Tortured emotional wanderings melting into song inhabit a strangely-constructed modern world inside the Off-Broadway Theater this weekend.

Jason Robert Brown plunges the depths of his own failed relationship in his many-faceted song cycle “The Last Five Years.” The current incarnation directed by John Hansen-Brevetti ’07 tackles this problematic work with two talented signers, a handful of concepts and an almost breathless reverence.

The show follows the path of the five-year relationship between Jamie (Jesse Obbink ’09), a rising young writer who is a thin cover for Brown, and Cathy (Felicia Ricci ’08), a struggling actress, also a thin veil for the composer’s ex-wife. After the show’s Illinois premiere five years ago, Brown’s ex-wife sued to have elements of the show changed, claiming they revealed private details of their relationship and therefore violated the terms of their divorce. While the musical does offer Brown’s typically heart-stirring orchestrations and clever lyricism, its resemblance to real life only occurs in passing moments, at least in this production. The plot’s lack of continuity makes it better suited for a cabaret style staging, and at times the show feels lost in the rather cavernous OBT.

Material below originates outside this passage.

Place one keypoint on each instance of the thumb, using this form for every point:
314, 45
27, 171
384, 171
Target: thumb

Taking a page from one of his musical heroes, Stephen Sondheim, Brown decides that all those “normal” musicals about love and relationships are passe, so he decides to make it “modern” by twisting with the chronology. Not be outdone by Sondheim’s musical in reverse “Merrily We Roll Along,” Brown constructs “The Last Five Years” with Cathy in rewind and Jamie in fast-forward.

Cathy opens the show with the post-traumatic breakup song “Still Hurting,” while the first time we hear Jamie is with the Jew-Gentile relationship anthem “Shiksa Goddess” right after his first date. All of the songs mostly fit into these “stage of relationship” categories, providing a convenient outline to refer back to when trying to piece the lack of plot into a coherent story.

This production shines when the songs and the singers are allowed to stand alone without the interference of characters or story. While the idea to incorporate two dancers into the staging is certainly an interesting concept, all it really succeeds in accomplishing is to highlight the awkward lack of staging of the main characters.

While the staging bits are often well constructed, they never hang together to create a real show. Helping to make up for the lack of theatrical coherency, the incorporation of a filmed wedding sequence into the background of a few of the songs adds a pleasant layer to the otherwise simple and stark modernistic set designed by Eric Bloom ’08. The film proves useful again during “The Schmuel Song,” an allegorical number intended to inspire Cathy that makes little sense until it’s almost over. The many costume changes, designed by Avital Rutenberg Shoenberg ’09, help to differentiate between events in the play but seem almost unnecessary given the lack of an anchored world and the starkly modernistic set.

The production is carried by the strength of the voices well cast in the two roles. Whatever they may lack in naturalistic movement they make up for in the ability to belt it out. Ricci seems to wear her character lightly until she finally lets loose in the audition song “Climbing Uphill.” Her comic timing is perfect and makes up for some rather awkward staging later.

Obbink grows more into his character as the story unfolds and only suffers from trying to sell the number a little too hard.

A cleverly assembled if rag-tag orchestra of six instruments directed by Zak Sandler ’08 carries the burden of Brown’s orchestrations with panache. Unusually for a traditional staging of a musical, the orchestra remains on stage for the entire piece, mostly visible through the planks of the set.

The strength of Brown’s work still shows through the rather convoluted attempts to explore some of the themes present in the work. The half-hearted attempts to incorporate dance, onstage symbols, and awkward bits of staging only detract from the heart of the work, which is the simple desire to tell a story in song. The emotional truth of the work still peeks through the distracting, fragmented concepts that appear to be attempts at artistic depth.